紅羽は首を横に振りながら、嬉しそうに微笑んだ。
双葉も、つられるように微笑む。

「………」
そんな二人を意味深に見て、カヨが紅羽に声をかけた。

「すみません。
旦那さん、少し良いですか?」

「はい。
えーと…カヨ…さん。ですよね?」

「はい。
双葉とは、中学の時からの親友です!
双葉から、二人の関係について詳しく聞いてます。
その上で、お伝えしておきたくて」

「はい」

「双葉は、ピュアって言ったら聞こえは良いけど、私からすれば幼い妹みたいな子です。
世間知らずのお嬢様で、恋愛もまともにしてないウブな女性。
でも、私の大切な親友なんです!
だからくれぐれも双葉のこと、よろしくお願いします…!」

「はい、もちろんです!
政略結婚ですが、僕にとって双葉は大切なパートナーです…!
僕なりのやり方で、双葉を幸せにしたいと思ってます!」

「カヨ、ありがとう!」

そしてカヨを自宅に送り、紅羽と双葉も自宅マンションに帰った。


「――――あれ?洗い物までしてくれたんですか?」
キッチンの流し台を見て言う、双葉。

「うん、当たり前でしょ?
今日も美味しかったよ、ありがとう!」
紅羽は微笑み、頭をポンポンと撫でた。

「はい。
…………あの、紅羽さん」

「ん?」

「紅羽さんも、自由にしてくださいね?
同僚の方と飲み会とか、太知さんや他のご友人と遊んだりとか…
私のことはお気になさらず!」

双葉が今日無理矢理カヨと会ったのは、カヨと話がしたかったのもあるが、大半の理由は“紅羽にも自由に過ごしてほしかった”からだ。

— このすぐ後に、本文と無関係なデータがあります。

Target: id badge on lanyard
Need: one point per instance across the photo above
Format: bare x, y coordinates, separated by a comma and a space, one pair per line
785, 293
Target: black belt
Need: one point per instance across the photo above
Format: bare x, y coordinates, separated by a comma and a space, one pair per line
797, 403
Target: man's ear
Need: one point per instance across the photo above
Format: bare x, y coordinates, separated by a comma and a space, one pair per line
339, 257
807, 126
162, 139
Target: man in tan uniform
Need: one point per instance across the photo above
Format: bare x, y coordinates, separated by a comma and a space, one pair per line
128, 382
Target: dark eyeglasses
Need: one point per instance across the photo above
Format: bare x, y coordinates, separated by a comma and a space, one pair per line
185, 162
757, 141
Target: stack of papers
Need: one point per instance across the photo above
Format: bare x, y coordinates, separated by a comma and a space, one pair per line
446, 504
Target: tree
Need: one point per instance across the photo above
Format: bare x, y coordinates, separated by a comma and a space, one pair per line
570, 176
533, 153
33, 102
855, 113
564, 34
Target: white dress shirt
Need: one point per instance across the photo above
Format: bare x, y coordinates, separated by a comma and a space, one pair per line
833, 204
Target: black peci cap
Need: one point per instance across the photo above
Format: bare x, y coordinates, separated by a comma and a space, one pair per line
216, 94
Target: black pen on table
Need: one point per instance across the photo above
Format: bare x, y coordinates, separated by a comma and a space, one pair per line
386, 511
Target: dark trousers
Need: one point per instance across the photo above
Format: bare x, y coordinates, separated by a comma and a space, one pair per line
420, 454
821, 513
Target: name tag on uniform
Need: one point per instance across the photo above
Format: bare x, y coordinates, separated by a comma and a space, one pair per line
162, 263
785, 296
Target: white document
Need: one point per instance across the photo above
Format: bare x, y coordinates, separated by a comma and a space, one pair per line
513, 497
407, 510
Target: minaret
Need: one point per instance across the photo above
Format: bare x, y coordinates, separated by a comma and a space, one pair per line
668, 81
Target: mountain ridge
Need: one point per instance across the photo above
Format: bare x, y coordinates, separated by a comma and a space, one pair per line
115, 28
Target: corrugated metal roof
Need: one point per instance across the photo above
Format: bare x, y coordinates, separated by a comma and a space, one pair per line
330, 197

自分がカヨと出かければ、紅羽も太知達と出かけやすいのでは?と思ったから。

「自由にしてるよ?」

「でも紅羽さん、全然一人の時間がない」

「いらないよ。
双葉と結婚するまで、ずっと一人だったから。
今更いらない。
今は、双葉と過ごしたい!」

「でも同僚の方とか、太知さんとかと……」

「双葉は、嫌?僕と過ごすの」

「へ?
そ、そんなことないですよ!
私は、ただ―――――」


「今日、寂しかった……」

紅羽の顔が、切なく歪んでいた。